Fighter’s representation by George Orwell suits the review of capitalism by Marx and Engel due to the fact that in both readings, it is demonstrated how the proletariat, or in this case, Boxer, is continuously being made the most of by the Bourgeoisie, or the pigs. When Karl states: “Modern industry has actually converted the little workshop of the patriarchal master into the great factory of the commercial capitalist. Masses of workers, crowded into the factory, are organized like soldiers … Not only are they servants of the bourgeois class, and of bourgeois State; they are day-to-day and hourly enslaved by the device, by the over looker, and, above all of it, by the specific bourgeois producer himself,” (TCM, page 21) he shows how the proletariats are completely made use of and controlled by the bourgeois for cost-effective gain, and how they are “enslaved,” made to work. When Orwell includes: “All the animals used up the cry of ‘Go out, Boxer, go out!’ However the van was currently gathering speed and drawing from them. It doubted whether Fighter had understood what Clover had actually stated. But a moment later on his face disappeared from the window and there was the noise of a remarkable drumming of hoofs inside the van. He was trying to kick his way out. The time had actually been when a couple of kicks from Boxer’s hoofs would have smashed the van to matchwood. However alas! His strength had actually left him …” (A.F. page 123) he demonstrates how once Fighter came down with a disease and lost the majority of his working strength, the pigs found no more usage of him, as he was now a liability, and utterly worthless in their eyes, since he might no longer work. Although there was no “workshop” that was drawn from Fighter, the pigs abused his amazing ability to work and exploited it as long as they could.

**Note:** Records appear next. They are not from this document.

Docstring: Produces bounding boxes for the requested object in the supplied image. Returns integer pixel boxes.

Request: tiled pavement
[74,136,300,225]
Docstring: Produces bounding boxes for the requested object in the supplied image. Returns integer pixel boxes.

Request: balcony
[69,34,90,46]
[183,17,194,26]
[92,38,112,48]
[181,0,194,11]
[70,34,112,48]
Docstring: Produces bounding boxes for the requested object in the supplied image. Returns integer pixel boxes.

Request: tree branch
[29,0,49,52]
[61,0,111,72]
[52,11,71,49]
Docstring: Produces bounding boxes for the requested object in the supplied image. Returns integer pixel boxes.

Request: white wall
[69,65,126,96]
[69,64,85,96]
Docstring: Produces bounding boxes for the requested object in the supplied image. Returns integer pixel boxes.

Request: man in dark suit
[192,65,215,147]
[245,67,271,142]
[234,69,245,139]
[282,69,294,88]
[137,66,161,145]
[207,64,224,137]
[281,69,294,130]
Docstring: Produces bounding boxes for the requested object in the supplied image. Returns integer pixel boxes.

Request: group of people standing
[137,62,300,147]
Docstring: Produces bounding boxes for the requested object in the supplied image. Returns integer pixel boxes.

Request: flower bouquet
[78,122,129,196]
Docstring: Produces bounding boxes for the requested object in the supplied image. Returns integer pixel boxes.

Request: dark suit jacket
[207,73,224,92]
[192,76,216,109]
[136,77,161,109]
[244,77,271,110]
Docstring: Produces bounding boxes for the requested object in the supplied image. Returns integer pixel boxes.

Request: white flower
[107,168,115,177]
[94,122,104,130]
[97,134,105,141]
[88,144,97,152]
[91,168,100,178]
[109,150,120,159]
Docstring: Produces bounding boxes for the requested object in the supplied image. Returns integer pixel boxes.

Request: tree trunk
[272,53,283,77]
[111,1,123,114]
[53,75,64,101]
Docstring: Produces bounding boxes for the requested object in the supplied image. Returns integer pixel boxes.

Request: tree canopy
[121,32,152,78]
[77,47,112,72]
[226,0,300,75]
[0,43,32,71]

Karl and Marx used their Communist Manifesto to spread their communistic ideas to shut down the corrupt capitalist system. The twain used the relationship in between the Bourgeoisie and the Proletariat to show how commercialism is nonfunctional. Boxer, an essential character in Orwell’s Animal Farm was used to reveal this relationship and how the capitalist system is flawed. The Bourgeoisie had actually changed individuals of previous occupations into “paid wage-laborers,” the proletariat became simply another “part of the maker”, and the proletariat is benefited from by the bourgeoisie. All these concepts can be carried out in the relationship in between Boxer and the pigs, which support how Orwell’s representation of Fighter fits in the critique of commercialism by Karl Marx.